In 3D printing, the data for three-dimensional shapes modeled in (or scanned into) a computer are transferred to a machine that fabricates the shape itself exactly into a real, physical object out of whatever material the machine has been built to utilize. It’s an amazing technology, primarily used for the production of custom and/or ultra-precise components for medical and computer technology at this point, but during the production of Coraline the folks at Laika saw in it the potential to revolutionize their medium by allowing a greater variety of heads and faces to be mass-produced on a reasonable scale than ever before.
“The heads are printed out on a color printer. We went for a very ‘painterly’ look for the faces, then you model that and the shape in the computer and it outputs to the machine. We had the 3D printer on Coraline, but it wasn’t in color – someone had to hand paint those freckles onto her face. You have a character like Neil who has thousands of freckles … every face looks perfect.”
The results, to put it plainly, are astonishing. The characters have a range of emotional/expressive response that rivals what we see in the less-restrictive mediums of digital or hand-drawn animation.

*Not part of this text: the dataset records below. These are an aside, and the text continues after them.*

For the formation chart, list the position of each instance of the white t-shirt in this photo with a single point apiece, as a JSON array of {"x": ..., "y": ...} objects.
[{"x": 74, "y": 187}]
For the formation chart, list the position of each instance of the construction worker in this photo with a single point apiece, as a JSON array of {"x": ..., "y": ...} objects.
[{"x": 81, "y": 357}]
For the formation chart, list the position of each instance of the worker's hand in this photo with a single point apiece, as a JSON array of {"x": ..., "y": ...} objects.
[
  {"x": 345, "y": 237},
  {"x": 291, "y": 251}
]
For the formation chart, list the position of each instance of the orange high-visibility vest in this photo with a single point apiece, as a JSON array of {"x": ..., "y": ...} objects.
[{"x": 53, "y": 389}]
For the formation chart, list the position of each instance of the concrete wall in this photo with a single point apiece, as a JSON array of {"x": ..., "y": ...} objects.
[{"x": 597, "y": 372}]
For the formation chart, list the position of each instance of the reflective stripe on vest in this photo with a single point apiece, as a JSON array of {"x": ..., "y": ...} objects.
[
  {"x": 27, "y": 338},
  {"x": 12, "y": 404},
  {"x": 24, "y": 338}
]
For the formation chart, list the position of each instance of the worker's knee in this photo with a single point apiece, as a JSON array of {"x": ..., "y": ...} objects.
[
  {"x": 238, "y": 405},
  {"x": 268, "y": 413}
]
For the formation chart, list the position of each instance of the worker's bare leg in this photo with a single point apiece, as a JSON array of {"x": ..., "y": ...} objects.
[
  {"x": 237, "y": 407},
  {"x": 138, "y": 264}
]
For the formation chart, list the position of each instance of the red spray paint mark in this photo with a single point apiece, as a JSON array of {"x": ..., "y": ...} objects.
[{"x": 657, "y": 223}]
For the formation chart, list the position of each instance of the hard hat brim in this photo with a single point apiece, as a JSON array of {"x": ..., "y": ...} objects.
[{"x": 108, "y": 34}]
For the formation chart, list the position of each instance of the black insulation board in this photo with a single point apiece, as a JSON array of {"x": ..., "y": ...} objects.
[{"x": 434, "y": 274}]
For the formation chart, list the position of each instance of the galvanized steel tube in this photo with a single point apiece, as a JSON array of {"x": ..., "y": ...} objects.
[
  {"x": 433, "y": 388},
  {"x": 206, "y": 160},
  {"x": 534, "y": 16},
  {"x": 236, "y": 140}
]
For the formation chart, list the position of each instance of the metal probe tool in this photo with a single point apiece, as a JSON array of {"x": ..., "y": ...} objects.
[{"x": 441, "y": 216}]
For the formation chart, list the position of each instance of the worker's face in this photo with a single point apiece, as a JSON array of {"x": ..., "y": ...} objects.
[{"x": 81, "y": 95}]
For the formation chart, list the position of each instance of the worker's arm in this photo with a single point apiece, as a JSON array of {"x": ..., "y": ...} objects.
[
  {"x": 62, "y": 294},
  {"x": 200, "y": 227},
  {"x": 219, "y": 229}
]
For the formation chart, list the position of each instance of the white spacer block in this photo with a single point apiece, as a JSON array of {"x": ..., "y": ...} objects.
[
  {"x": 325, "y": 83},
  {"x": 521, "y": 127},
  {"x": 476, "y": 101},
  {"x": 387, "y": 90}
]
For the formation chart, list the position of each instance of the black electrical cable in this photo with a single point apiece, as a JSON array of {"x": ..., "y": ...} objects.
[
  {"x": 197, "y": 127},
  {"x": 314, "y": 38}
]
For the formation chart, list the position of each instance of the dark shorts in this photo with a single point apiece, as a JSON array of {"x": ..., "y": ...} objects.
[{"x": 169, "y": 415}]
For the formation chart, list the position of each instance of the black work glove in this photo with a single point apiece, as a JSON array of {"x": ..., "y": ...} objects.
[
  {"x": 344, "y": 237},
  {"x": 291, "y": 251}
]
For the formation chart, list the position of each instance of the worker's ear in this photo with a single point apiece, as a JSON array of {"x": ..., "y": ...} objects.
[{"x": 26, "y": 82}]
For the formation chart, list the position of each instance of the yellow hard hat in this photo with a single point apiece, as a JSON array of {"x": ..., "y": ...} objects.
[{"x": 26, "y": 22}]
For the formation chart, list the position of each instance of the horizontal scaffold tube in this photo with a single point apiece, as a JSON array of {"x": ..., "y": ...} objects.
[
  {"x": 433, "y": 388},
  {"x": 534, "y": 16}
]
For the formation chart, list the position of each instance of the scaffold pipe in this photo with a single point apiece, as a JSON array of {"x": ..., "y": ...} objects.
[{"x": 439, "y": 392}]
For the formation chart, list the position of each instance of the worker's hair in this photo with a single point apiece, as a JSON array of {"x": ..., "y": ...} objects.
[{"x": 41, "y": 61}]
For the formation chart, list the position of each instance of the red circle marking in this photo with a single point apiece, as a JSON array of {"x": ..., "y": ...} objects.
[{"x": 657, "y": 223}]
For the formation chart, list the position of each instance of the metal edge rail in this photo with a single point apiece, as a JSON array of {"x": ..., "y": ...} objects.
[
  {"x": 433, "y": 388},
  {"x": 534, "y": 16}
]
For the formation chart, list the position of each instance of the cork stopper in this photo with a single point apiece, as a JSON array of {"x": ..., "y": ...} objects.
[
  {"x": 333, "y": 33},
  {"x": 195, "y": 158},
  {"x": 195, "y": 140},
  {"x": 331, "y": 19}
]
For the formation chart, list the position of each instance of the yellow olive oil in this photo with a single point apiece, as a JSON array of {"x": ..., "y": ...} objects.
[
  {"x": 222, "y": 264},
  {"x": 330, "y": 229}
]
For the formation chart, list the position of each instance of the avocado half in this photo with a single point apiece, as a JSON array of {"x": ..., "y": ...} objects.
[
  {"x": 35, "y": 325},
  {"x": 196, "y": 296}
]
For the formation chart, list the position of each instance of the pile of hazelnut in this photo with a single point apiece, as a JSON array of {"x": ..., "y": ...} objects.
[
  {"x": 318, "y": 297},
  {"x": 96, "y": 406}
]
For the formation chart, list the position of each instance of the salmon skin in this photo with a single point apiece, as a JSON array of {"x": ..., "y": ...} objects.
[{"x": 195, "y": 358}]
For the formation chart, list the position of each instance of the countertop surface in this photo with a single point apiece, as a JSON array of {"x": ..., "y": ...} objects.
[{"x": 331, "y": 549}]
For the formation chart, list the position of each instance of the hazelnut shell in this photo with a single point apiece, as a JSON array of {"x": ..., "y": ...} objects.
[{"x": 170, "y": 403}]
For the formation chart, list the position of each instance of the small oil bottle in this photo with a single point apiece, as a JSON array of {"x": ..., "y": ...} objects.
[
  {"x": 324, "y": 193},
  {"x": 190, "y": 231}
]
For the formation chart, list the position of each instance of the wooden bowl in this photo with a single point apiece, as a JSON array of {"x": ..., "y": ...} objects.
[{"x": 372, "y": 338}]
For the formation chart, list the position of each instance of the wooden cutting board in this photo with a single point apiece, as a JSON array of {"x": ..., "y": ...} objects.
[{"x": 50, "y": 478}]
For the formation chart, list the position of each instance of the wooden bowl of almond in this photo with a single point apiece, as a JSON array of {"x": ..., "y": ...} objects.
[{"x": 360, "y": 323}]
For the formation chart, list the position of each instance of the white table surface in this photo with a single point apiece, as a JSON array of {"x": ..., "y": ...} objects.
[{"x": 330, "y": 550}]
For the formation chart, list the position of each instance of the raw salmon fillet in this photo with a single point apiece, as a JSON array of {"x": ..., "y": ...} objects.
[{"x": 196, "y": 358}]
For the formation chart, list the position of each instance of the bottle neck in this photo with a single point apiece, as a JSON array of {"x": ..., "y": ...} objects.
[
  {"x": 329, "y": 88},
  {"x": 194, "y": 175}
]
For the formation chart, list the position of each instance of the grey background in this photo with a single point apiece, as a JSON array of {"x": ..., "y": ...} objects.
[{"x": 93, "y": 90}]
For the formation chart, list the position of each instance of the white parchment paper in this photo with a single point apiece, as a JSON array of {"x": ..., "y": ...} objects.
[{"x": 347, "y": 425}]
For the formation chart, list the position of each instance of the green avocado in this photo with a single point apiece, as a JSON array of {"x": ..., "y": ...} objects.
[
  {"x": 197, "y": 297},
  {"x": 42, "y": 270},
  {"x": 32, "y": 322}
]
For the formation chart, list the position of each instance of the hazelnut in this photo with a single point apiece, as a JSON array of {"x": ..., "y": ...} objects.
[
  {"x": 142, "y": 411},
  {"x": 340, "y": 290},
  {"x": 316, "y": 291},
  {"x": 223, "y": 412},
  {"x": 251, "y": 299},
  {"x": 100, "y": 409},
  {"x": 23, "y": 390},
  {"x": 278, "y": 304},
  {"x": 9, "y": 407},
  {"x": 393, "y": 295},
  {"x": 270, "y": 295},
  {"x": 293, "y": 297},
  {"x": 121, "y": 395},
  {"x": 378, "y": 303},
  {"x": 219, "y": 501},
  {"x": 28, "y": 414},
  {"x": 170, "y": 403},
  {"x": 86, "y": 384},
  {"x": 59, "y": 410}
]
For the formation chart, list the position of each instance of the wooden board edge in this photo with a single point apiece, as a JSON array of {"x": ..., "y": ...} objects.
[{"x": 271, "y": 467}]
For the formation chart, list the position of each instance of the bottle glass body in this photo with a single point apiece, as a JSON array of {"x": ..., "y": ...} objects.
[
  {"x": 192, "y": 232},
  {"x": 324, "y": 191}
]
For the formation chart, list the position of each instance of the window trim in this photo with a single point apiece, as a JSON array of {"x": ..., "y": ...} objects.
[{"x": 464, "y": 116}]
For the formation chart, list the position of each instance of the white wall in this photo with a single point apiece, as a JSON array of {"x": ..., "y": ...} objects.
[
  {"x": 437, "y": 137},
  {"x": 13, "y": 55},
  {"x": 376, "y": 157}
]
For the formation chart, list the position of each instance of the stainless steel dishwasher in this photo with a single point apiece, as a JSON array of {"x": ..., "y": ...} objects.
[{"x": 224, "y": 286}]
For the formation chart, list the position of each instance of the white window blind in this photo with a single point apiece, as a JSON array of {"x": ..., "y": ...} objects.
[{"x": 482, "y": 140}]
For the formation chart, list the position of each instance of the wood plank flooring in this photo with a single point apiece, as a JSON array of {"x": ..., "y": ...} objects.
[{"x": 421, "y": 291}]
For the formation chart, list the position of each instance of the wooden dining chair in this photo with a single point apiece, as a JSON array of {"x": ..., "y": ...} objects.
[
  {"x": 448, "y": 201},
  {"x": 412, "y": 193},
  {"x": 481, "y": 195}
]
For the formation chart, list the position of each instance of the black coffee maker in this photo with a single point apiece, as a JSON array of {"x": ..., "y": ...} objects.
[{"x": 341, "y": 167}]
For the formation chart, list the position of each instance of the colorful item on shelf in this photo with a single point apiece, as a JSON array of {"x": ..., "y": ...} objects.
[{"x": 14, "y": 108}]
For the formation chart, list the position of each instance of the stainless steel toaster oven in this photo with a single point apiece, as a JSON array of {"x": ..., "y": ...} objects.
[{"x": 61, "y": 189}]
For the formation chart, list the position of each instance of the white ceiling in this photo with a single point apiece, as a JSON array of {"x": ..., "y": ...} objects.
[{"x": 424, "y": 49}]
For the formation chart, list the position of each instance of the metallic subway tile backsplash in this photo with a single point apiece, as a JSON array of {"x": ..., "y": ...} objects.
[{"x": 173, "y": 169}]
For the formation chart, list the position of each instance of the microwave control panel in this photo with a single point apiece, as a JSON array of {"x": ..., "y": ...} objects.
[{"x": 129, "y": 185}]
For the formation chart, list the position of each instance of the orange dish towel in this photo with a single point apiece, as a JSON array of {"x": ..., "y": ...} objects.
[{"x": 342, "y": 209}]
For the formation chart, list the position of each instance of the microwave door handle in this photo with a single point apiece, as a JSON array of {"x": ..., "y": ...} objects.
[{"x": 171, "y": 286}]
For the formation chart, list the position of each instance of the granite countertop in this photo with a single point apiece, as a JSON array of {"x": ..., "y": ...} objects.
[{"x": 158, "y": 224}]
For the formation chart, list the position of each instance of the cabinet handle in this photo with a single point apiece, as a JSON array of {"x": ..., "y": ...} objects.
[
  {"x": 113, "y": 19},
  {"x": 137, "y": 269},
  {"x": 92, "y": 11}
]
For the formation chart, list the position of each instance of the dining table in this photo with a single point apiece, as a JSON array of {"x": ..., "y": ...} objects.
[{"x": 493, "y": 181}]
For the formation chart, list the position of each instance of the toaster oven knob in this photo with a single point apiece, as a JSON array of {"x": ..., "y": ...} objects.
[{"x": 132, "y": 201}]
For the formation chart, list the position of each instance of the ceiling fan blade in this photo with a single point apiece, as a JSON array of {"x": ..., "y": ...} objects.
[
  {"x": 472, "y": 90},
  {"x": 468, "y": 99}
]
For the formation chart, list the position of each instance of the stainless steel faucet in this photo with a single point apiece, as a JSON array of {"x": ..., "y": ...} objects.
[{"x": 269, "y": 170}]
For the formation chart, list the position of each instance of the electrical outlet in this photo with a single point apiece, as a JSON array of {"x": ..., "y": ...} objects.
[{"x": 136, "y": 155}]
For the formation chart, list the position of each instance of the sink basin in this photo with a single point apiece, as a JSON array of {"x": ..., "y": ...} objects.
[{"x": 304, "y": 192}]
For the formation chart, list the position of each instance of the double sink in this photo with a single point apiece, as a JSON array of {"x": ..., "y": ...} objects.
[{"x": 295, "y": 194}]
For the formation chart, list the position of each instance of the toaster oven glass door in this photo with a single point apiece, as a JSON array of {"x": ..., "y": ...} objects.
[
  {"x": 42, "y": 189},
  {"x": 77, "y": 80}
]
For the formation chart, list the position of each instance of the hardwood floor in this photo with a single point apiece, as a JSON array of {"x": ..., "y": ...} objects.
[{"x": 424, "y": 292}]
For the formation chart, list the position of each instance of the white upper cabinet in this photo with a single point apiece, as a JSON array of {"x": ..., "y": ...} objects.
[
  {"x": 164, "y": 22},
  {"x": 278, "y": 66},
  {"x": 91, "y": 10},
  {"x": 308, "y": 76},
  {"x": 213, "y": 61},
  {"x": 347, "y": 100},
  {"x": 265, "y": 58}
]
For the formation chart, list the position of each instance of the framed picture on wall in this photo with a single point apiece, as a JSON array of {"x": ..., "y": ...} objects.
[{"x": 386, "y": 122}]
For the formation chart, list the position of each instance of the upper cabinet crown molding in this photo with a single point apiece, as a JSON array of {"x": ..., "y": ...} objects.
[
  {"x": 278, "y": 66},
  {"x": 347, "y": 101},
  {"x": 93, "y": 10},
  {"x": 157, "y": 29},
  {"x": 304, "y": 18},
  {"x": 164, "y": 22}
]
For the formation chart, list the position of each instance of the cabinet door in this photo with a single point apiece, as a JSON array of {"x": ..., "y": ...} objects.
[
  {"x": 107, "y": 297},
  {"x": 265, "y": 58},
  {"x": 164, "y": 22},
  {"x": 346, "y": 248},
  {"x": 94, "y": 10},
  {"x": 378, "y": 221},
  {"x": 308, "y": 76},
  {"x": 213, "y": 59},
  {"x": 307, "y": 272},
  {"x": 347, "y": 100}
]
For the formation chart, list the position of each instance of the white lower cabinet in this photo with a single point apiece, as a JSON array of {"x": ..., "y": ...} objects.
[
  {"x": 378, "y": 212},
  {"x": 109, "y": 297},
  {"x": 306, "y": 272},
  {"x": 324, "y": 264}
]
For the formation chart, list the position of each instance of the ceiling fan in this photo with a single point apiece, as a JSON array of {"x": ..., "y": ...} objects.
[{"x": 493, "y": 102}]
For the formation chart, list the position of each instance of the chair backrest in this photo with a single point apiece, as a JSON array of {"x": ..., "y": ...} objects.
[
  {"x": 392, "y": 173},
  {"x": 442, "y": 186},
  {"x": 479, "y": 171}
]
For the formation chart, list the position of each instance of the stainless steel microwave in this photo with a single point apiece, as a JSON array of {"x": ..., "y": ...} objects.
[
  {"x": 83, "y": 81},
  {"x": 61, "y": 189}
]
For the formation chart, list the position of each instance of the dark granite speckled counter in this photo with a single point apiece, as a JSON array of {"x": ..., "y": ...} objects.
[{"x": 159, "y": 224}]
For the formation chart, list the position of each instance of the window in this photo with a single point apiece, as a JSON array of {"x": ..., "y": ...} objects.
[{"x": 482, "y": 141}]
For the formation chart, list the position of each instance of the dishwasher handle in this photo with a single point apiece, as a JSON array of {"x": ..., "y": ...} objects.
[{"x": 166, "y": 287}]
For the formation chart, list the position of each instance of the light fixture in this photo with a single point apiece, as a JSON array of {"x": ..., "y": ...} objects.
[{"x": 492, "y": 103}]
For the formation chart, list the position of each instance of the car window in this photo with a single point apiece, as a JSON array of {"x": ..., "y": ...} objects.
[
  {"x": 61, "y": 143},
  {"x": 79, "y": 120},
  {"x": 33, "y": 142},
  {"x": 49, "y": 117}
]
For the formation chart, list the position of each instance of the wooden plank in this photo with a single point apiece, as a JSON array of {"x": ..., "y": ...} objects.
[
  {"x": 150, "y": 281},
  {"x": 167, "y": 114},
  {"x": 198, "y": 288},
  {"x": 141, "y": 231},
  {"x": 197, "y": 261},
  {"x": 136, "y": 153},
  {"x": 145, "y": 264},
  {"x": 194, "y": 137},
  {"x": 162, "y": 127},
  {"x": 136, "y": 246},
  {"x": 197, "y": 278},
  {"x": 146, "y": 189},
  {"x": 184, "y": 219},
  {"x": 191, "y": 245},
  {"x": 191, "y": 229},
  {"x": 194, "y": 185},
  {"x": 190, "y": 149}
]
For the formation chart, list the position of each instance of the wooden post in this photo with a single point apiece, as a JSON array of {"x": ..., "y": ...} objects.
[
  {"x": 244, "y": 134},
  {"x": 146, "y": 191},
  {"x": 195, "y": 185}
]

It’s a vital component of the film’s success, since a huge amount of the slow-burning, character-centric first half is about reading lonely Norman’s face to understand his reactions to the world and the people around him. Best of all, it does so without sacrificing the visibly handmade quality that makes stop motion so arresting.
“The imperfections you see in stop frame, the handmade quality … that’s what computer animation is chasing. To be real, to have the imperfection that reality has, that’s kind of magical.”
We hear so much about how technology is making the movies worse with 3D gimmicks, overreliance on CGI, dehumanizing orange/teal color grading, etc. ParaNorman is a great film, made by great filmmakers, but it’s also a testament to how technology both old and new, in the right hands, can make a story better than it might otherwise have been. Animated romps for family audiences routinely turn out to be forgettable distractions or pointless cash grabs, but this is easily one of the best movies of the year, and establishes Laika as a force to be reckoned with in a field that could use another big player – especially one willing to play such a radically different game.
“Stop motion is not a genre, it’s a medium. You can use that medium to tell any kind of story.”
Bob Chipman is a film critic and independent filmmaker. If you’ve heard of him before, you have officially been spending way too much time on the internet.